As we reported late last year, over 50,000 people per year are arrested in the New York City area for pot possession. Despite some efforts by politicians and drug policy groups to curb arrests on such drug charges when there is a lack of evidence, arrests for marijuana possession actually rose slightly last year, from about 50,400 to 50,700.
More people are arrested by the NYPD for pot possession than for any other crime. Those arrests account for nearly one in seven total arrests. The arrests have increased dramatically over the last several years. For example, reports Fox News, 227,000 people were arrested in the last five years. That's the rough equivalent of the number arrested between 1978 and 2001 combined.
According to a law dating back to 1977, small amounts of marijuana must be in clear view to merit an arrest. But many have complained that police are arresting people when they find marijuana in people's pockets after frisking them.

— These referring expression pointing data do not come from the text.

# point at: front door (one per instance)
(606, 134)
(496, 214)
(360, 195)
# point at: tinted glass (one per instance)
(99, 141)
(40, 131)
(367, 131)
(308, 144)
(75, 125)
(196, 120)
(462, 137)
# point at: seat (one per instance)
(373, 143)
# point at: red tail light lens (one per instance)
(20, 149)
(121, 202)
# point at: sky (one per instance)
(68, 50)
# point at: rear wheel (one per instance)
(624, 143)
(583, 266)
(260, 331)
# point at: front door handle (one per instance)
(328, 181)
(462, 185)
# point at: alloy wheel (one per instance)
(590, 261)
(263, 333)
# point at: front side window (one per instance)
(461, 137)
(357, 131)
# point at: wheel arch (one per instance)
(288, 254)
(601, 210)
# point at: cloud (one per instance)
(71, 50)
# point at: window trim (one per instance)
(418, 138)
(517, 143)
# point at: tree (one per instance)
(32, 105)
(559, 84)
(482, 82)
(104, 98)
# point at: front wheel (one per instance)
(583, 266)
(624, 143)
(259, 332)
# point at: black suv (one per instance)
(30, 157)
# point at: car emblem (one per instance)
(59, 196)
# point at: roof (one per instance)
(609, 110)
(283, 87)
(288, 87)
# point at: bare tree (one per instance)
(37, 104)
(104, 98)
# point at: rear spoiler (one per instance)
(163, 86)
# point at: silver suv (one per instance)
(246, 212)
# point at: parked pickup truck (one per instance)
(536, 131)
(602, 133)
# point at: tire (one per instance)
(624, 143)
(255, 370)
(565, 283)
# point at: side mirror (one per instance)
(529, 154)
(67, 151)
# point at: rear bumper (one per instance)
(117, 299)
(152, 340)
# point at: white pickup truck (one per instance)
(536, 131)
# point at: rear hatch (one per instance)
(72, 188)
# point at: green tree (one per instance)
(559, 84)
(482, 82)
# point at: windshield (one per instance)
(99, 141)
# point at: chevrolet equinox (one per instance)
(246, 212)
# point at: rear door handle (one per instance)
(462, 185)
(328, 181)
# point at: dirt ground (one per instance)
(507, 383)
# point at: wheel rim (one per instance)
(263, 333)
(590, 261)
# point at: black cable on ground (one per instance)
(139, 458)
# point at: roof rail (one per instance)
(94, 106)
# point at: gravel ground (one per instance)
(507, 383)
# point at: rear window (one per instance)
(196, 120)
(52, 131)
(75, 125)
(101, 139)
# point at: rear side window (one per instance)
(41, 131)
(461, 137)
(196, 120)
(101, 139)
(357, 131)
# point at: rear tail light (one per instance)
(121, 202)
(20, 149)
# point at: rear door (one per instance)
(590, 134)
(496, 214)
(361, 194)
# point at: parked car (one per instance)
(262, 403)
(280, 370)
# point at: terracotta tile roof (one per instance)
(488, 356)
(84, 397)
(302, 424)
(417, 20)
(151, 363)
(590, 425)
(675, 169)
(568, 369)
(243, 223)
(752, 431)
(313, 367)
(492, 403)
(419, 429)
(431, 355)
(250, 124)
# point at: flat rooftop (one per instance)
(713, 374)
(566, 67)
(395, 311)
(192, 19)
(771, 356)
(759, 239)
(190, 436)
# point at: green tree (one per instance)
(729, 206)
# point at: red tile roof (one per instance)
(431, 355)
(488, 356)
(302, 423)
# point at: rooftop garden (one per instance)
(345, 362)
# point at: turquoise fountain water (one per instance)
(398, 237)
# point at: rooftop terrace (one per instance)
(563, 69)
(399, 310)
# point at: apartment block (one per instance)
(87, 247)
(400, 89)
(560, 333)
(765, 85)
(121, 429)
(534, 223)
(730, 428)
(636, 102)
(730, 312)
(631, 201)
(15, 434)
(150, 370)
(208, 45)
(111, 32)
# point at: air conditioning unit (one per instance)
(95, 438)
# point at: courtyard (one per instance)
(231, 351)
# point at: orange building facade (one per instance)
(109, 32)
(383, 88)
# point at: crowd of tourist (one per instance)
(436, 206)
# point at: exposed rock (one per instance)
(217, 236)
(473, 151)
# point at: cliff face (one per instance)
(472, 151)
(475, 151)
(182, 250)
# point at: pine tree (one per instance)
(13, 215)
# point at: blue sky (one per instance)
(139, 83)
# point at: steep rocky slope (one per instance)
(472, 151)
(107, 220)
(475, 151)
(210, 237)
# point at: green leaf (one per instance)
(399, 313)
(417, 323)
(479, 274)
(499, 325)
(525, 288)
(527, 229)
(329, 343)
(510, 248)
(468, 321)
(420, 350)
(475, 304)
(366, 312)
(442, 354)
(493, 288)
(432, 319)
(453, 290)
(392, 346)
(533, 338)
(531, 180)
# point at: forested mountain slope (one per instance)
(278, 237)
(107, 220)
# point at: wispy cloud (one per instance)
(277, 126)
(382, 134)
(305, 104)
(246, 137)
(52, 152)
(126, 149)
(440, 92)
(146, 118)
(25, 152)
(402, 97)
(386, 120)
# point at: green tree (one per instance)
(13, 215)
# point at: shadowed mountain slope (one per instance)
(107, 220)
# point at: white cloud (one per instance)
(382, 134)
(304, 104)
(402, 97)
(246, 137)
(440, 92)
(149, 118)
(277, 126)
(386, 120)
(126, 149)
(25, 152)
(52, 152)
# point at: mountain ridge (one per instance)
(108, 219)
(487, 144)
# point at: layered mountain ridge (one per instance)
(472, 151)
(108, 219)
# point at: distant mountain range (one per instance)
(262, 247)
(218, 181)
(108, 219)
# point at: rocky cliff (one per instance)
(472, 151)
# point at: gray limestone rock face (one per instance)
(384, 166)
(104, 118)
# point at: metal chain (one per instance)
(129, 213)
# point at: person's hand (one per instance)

As a result of the continued criticism, the police commissioner last September issued a reminder to officers that they cannot arrest people if the marijuana "was disclosed to public view at an officer's direction," according to Fox News.
It's likely that the number of arrests will drop when this year's data is ultimately released. In the last weeks of the year after the commissioner's reminder, marijuana arrests fell 13 percent when compared to the year before. However, advocates are saying that people continue to be arrested even when pot is not in public view. Such violations should only result in a ticket, not an arrest.